Turns out that when people have shot great photos or video, they are much more likely to share those through sites like YouTube, Flickr and Facebook. So we’ve built software that allows us to get local content from those sites and move it to ours. YouTube, Flickr and Facebook allow this; they even encourage it.

Using these strategies, we operate LoudounExtra.com, a constantly changing news site that was designed so its day-to-day workflow can be maintained by essentially one highly trained (and very motivated) editor. Even so, there will be times when we dip into our team’s intern pool for help, such as covering high school football games or on Election Night.

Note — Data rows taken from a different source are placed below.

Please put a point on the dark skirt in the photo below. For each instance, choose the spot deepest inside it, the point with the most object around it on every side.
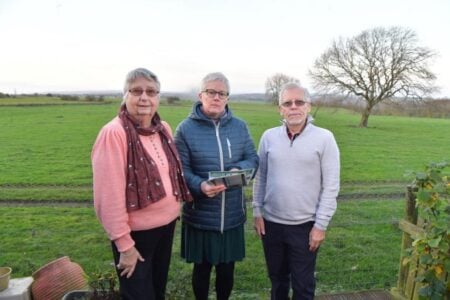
(200, 246)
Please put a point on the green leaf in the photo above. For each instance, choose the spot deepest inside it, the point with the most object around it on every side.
(434, 243)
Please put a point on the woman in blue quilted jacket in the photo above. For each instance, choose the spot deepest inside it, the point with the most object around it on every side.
(212, 139)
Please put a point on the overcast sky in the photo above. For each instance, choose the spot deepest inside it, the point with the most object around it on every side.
(78, 45)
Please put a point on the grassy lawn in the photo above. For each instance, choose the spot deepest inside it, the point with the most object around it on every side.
(363, 242)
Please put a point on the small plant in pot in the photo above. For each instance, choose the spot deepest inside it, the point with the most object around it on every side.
(103, 286)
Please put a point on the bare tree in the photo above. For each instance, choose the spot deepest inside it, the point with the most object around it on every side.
(376, 65)
(274, 84)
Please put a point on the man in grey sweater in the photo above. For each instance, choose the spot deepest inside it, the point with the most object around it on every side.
(294, 194)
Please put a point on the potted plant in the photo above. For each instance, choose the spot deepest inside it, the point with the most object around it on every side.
(103, 286)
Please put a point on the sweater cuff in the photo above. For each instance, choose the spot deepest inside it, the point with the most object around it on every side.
(321, 224)
(257, 212)
(124, 243)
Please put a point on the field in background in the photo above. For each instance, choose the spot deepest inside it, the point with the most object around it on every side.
(44, 156)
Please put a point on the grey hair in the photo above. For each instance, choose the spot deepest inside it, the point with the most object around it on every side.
(133, 75)
(293, 86)
(216, 76)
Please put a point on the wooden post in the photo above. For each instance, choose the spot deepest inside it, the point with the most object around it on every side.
(411, 214)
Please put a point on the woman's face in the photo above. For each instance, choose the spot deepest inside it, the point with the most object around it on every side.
(214, 98)
(142, 98)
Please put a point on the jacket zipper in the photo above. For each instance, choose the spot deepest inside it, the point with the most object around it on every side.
(222, 210)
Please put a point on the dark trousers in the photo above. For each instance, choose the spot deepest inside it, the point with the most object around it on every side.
(150, 277)
(224, 280)
(289, 261)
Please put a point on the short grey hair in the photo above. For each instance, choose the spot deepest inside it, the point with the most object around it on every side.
(216, 76)
(293, 86)
(133, 75)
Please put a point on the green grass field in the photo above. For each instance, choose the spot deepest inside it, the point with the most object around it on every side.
(45, 155)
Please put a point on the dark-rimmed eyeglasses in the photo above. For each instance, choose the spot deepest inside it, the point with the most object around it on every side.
(212, 93)
(138, 92)
(298, 103)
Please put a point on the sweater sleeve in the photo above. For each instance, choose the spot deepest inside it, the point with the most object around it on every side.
(251, 159)
(259, 184)
(330, 169)
(109, 178)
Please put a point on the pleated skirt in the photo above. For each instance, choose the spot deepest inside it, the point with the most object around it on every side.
(200, 246)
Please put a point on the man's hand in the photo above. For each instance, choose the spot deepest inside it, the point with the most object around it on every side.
(259, 226)
(316, 236)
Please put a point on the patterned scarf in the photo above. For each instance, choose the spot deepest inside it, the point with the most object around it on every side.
(144, 184)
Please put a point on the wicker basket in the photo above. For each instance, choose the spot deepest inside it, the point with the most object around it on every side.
(56, 278)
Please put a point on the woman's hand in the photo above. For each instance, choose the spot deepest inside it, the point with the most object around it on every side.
(128, 260)
(211, 190)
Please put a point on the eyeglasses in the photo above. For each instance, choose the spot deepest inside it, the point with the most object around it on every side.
(212, 93)
(138, 92)
(298, 103)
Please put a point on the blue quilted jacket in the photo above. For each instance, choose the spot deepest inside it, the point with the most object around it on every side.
(205, 146)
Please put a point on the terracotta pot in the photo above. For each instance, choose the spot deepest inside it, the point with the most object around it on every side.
(56, 278)
(5, 274)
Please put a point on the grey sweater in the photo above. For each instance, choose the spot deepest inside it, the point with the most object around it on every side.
(297, 181)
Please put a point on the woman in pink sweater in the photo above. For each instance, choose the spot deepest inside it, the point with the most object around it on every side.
(138, 187)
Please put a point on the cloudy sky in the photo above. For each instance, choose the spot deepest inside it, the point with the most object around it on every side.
(78, 45)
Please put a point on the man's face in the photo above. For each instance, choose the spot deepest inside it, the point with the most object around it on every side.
(293, 107)
(214, 98)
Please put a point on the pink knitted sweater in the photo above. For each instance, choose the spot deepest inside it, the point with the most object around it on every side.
(109, 163)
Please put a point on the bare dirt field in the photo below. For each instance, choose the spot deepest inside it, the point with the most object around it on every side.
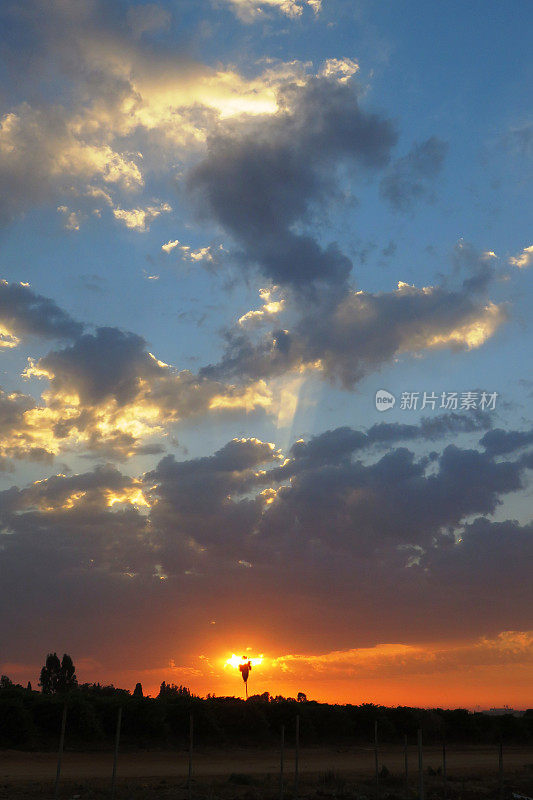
(253, 774)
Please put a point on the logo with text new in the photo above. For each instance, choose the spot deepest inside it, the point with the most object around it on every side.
(384, 400)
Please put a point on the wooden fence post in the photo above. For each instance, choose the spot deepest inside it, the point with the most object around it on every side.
(60, 751)
(420, 767)
(296, 756)
(406, 767)
(500, 770)
(444, 776)
(281, 761)
(191, 739)
(376, 757)
(115, 759)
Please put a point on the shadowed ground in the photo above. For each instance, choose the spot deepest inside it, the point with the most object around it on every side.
(252, 774)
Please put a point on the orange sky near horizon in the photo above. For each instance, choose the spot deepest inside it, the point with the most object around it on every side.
(479, 674)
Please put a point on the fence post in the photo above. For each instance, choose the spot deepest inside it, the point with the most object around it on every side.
(115, 759)
(60, 751)
(296, 756)
(500, 770)
(281, 764)
(191, 738)
(444, 777)
(420, 767)
(376, 757)
(406, 767)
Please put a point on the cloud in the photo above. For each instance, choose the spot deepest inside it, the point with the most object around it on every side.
(188, 254)
(523, 259)
(108, 395)
(260, 179)
(123, 108)
(500, 442)
(25, 313)
(409, 178)
(393, 536)
(346, 339)
(269, 310)
(250, 10)
(140, 219)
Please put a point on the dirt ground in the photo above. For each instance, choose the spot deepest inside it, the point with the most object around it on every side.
(253, 774)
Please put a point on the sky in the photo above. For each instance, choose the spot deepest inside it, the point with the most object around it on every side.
(265, 342)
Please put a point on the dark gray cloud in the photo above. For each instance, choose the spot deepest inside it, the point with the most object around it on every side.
(25, 313)
(259, 181)
(351, 337)
(500, 442)
(380, 534)
(334, 445)
(410, 177)
(107, 364)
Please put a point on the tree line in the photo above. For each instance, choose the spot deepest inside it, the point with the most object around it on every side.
(30, 719)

Will The Washington Post’s hyperlocal strategy work? We just don’t know, but that does not mean we are not going to try. The early results have been promising, as traffic and revenue numbers have exceeded our early projections and content initially created for the Web site continues to find itself more and more in the print product. Now we’ve started work on other regional hyperlocal sites to be released soon by The Washington Post and washingtonpost.com.

By any measure, we believe LoudounExtra.com—at least in these early stages—has been a success. And in a lot of ways, it seems a whole lot like how journalism felt to me when I was just a kid in Osage City.

Rob Curley leads the product development team at Washingtonpost-Newsweek Interactive.